A: Carlo firma anche gli amplificatori LAA Custom. Non vi siete sentiti concorrenti nel progettare dei trasformatori insieme?
LB: Qui faccio sempre un esempio: con la stessa ricetta, quattro cuochi faranno quattro piatti diversi. C'entra dentro la sensibilità, il gusto... è impossibile fare cose uguali. Certe cose che gli domandavo per esempio erano totalmente distanti dal suo modo di intendere l'amplificazione, quindi il discorso concorrenza è molto limitato.

A: E con il resto del mercato?
LB: Soprattutto se consideriamo anche l'estero, il mercato è talmente enorme...
Non discrimino la patria, anzi, ma avendo fatto il Namm nel 2016 mi sono accorto che fuori c'è un business davvero su altri ordini numerici. Per dire, se nella stessa città ci sono Bogner, Friedman e Suhr, vuol dire che nel mondo c'è spazio per tutti.

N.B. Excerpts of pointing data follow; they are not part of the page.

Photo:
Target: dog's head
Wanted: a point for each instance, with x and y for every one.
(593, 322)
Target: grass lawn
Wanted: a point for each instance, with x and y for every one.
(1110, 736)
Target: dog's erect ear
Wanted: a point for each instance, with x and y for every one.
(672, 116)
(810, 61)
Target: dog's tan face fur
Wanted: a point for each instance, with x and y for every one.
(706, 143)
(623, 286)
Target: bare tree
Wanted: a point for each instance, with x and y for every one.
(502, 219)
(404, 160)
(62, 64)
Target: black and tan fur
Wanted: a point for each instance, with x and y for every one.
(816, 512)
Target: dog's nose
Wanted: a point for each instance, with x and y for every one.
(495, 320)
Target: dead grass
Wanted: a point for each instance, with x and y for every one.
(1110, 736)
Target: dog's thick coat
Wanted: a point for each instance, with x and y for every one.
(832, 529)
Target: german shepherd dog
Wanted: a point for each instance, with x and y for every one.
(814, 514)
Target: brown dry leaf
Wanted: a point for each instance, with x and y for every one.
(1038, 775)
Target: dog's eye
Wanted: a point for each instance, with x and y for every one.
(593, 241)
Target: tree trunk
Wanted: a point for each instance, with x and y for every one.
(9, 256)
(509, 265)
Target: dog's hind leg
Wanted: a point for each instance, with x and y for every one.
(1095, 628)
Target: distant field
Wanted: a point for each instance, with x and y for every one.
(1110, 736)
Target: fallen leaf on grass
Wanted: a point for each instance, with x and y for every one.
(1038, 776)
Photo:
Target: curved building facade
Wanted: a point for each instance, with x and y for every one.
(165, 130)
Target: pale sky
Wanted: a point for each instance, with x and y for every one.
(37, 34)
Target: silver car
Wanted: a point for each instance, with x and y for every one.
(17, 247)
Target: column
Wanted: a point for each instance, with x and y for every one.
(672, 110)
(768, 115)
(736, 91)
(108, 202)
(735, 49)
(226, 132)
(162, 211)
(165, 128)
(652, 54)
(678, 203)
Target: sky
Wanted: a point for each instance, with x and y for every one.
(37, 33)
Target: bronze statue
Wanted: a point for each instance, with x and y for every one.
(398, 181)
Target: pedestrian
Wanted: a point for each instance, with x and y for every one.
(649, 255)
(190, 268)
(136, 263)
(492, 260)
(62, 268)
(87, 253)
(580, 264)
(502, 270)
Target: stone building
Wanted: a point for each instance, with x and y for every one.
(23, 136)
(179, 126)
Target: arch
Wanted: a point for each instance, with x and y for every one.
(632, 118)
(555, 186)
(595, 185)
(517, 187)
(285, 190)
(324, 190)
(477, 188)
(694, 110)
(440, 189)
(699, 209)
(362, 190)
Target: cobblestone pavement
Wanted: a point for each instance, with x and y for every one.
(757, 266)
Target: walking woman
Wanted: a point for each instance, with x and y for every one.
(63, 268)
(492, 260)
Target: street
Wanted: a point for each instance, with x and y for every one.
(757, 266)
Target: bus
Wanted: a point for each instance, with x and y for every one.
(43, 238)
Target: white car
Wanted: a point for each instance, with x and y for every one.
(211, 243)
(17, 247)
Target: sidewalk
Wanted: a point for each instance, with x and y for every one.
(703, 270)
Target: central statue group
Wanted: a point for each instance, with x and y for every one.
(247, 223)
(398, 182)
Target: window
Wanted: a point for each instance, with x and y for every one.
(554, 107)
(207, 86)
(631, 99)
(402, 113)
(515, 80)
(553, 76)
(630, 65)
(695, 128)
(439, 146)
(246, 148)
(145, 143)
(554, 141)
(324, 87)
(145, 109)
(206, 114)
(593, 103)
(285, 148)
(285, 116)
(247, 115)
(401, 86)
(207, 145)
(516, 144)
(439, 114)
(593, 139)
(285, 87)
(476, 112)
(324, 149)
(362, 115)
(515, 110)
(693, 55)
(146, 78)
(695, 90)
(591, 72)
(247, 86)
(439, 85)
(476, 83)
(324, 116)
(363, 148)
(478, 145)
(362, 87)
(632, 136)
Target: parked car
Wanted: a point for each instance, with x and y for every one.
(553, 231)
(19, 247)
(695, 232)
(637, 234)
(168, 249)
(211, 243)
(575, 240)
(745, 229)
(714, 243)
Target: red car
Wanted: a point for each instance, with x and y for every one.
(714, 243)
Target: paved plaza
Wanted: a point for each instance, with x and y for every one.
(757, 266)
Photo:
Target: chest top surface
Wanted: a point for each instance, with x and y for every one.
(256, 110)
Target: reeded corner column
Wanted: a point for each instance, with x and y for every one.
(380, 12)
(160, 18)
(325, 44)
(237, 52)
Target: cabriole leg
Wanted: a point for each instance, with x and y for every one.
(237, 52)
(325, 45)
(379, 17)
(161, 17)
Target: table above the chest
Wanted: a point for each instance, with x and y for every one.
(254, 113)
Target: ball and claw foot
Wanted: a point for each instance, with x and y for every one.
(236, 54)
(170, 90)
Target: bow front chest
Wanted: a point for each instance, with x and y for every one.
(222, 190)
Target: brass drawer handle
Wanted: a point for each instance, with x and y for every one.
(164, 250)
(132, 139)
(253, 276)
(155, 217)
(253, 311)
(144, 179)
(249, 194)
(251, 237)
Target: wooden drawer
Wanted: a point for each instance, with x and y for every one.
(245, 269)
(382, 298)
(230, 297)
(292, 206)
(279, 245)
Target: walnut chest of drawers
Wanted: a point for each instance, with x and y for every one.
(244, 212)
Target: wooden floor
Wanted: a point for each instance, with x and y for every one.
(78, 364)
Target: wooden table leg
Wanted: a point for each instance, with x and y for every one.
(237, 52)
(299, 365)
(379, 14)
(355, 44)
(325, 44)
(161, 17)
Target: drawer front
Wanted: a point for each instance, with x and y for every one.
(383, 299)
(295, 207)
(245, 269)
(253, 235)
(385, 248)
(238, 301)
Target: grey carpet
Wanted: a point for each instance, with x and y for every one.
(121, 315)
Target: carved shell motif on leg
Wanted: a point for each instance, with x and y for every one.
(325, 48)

A: Il Leviathan è il modello che ha forse catturato più la fantasia del web in queste ore. Parlami dei riferimenti alla sua base.
LB: Tutti abbiamo dei riferimenti e dei miti ed è giusto così: quando cominci a giocare a calcio, è normale che tu ti rifaccia a qualcuno di grande, di cui sei fan sfegatato, ma è difficile dire a cosa si rifaccia di preciso quell'amplificatore.
Il Leviathan è nato su base Marshall, con l'idea di avere un distorto in stile 800 sul primo canale, con una modalità hot che attiva un quarto stadio. In realtà si è trasformato in un suono che non esiste: ci attacchi il jack e, con le quattro KT88 finali, non riesci a ricondurlo a nient'altro.
Per il secondo canale siamo partiti da un quattro-stadi veramente spinto. L'idea era nata per chi suona con chitarre a sette e otto corde o qualche tono sotto lo standard. Suonando una 100 watt tradizionale pensata per un determinato range di frequenze, se ci infili una otto-corde, l'amplificatore non suona. Questo progetto nasce invece appositamente per le accordature ribassate, ma è venuto fuori che anche altri chitarristi, bluesman per esempio, gente che non c'entra niente con generi estremi, l'hanno trovato versatilissimo. Chi il primo canale boostato, chi non boostato, chi ha apprezzato tantissimo il secondo per i lead e per come a basso volume si sentano tutte le note anche con il gain altissimo...
L'abbiamo sempre proposto come un amplificatore hi-gain, ma in molti sono arrivati a dire che ci sbagliavamo, perché ha molto da dire anche in altri contesti!

RedSeven: sbirciamo dietro la griglia del nuovo hi-gain italiano

A: Eppure va detto che anche l'estetica, fin da subito, richiama stili molto moderni...
LB: È vero, anche solo guardandolo è un amplificatore in cui non infilerei mai una Stratocaster con tre single coil. Lo scopo delle scelte estetiche era anche questo: per il pannello frontale avremmo voluto ricreare qualcosa della Lamborghini, ma non ci siamo riusciti, quindi abbiamo riproposto la griglia frontale di una Ford F150, un pickup che mi piace tantissimo!